# Disk error -- Should I be concerned

## jl_678

I am running Gentoo with the 2.6 kernel.  Everything is running smoothly on the machine with no problems.  I current run 2 250 GB drives mirrored and have seen no RAID errors or other disk issues.  I was perusing /var/log/messages and I found the error below.  I grepped the logs and see that this only appeared 8 times yesterday and so it is not clear if this recurring or a one time event.  That said, has anyone seen this before and have any idea what it means?  Should I be concerned about this?  As I mentioned, the system has been running fine.  Here is the actual message:

```
Dec 30 10:43:41 foo hda: irq timeout: status=0xd0 { Busy }

Dec 30 10:43:41 foo ide: failed opcode was: 0xea
```

I appreciate any thoughts on this.

Thank you,

JL

----------

## NeddySeagoon

jl_678,

It means the IRQ raised by the drive was not answered in a reasonable time.

Its not normally a disk problem but indicates an issue somewhere else.

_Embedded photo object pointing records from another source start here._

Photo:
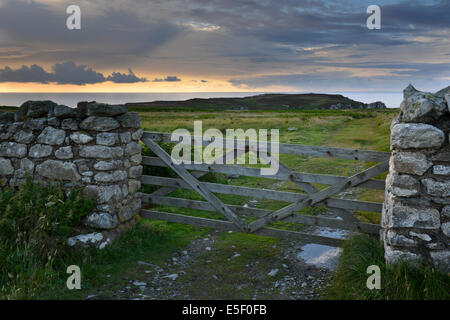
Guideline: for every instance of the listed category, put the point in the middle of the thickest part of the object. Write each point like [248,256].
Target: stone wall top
[94,145]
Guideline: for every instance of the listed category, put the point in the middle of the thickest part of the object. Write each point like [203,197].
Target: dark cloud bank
[65,73]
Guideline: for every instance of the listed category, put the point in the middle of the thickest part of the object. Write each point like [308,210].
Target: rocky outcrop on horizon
[373,105]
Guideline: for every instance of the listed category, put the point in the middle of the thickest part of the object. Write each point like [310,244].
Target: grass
[154,242]
[35,223]
[398,282]
[149,241]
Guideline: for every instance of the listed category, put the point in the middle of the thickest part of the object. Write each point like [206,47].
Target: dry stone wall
[94,145]
[416,211]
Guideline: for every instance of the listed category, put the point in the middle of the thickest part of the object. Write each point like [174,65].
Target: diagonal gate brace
[196,185]
[314,198]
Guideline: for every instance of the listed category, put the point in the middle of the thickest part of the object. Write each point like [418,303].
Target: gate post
[416,211]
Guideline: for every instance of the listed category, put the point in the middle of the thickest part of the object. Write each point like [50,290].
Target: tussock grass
[398,282]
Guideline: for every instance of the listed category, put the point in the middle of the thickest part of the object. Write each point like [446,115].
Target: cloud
[64,73]
[296,43]
[118,77]
[167,79]
[423,75]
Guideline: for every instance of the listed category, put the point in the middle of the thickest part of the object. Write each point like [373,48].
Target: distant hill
[266,102]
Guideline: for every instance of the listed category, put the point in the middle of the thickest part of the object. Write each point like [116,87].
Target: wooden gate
[190,173]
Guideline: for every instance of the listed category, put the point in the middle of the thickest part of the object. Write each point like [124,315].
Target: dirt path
[218,266]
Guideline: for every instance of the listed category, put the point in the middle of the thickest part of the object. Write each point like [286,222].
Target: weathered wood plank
[196,185]
[283,174]
[229,226]
[312,151]
[319,196]
[256,212]
[264,194]
[200,205]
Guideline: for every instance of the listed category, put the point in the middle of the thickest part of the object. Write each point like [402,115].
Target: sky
[223,46]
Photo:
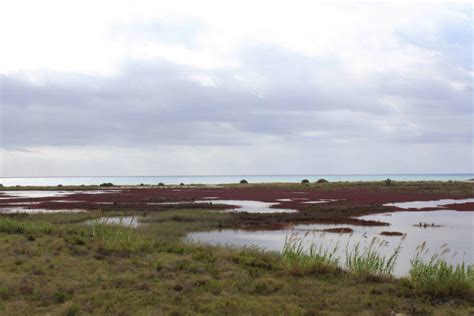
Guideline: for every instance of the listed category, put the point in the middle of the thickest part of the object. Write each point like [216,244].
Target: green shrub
[314,260]
[368,261]
[115,238]
[256,258]
[438,278]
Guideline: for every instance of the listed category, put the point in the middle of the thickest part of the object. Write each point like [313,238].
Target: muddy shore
[318,205]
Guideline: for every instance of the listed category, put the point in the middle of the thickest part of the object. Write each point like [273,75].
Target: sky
[93,88]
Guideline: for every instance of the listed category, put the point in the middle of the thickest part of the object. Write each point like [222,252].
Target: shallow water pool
[451,227]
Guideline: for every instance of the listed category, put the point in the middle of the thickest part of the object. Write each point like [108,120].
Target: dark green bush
[106,184]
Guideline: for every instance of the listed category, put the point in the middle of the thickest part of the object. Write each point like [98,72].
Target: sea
[226,179]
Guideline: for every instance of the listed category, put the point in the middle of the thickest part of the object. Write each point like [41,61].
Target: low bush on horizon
[106,184]
[439,278]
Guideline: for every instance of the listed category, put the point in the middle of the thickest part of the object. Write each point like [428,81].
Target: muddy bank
[332,206]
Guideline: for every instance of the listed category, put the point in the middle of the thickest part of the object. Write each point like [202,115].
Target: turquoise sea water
[220,179]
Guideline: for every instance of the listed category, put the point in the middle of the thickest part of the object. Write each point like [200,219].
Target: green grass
[367,261]
[74,269]
[439,278]
[119,239]
[301,261]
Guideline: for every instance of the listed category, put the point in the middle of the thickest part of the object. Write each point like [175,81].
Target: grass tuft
[315,260]
[438,278]
[118,239]
[367,261]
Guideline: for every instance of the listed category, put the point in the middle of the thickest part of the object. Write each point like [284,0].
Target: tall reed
[314,259]
[439,278]
[368,260]
[118,238]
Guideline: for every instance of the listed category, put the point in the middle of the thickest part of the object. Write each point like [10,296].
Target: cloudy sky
[235,87]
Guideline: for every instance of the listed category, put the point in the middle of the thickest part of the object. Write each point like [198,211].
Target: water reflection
[250,206]
[456,229]
[429,204]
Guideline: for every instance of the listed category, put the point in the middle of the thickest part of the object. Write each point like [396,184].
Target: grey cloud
[152,103]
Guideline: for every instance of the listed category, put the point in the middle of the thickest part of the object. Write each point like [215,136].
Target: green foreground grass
[53,264]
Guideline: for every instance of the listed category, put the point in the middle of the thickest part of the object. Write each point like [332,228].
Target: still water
[218,179]
[451,227]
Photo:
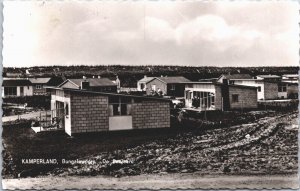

Post your /proc/interrupts and hdparm /dev/hda output please.

----------

## jl_678

Hi,

Sorry about the delay in getting back to this.  I noticed that the problem just happened 2x on 1/3/09 as well.  It is odd in that it is intermittent.  Here is the data that you are looking for:

```
# cat /proc/interrupts

           CPU0

  0:  414645296   IO-APIC-edge      timer

  1:          2   IO-APIC-edge      i8042

  2:          0    XT-PIC-XT        cascade

  6:          2   IO-APIC-edge      floppy

  8:          2   IO-APIC-edge      rtc

 10:   13074336   IO-APIC-fasteoi   eth0

 12:          0   IO-APIC-fasteoi   uhci_hcd:usb1, uhci_hcd:usb2

 14:   24825867   IO-APIC-edge      ide0

 15:         37   IO-APIC-edge      ide1

NMI:          0

LOC:  414645134

ERR:          0

MIS:          0

# hdparm /dev/hda

/dev/hda:

 multcount    = 16 (on)

 IO_support   =  1 (32-bit)

 unmaskirq    =  1 (on)

 using_dma    =  1 (on)

 keepsettings =  0 (off)

 readonly     =  0 (off)

 readahead    = 256 (on)

 geometry     = 30401/255/63, sectors = 488397168, start = 0

```

----------

## NeddySeagoon

jl_678,

I suspect its because you have 

```
unmaskirq    =  1 (on) 
```

This allows lower priority IRQs to be processed inside a disk interrupt.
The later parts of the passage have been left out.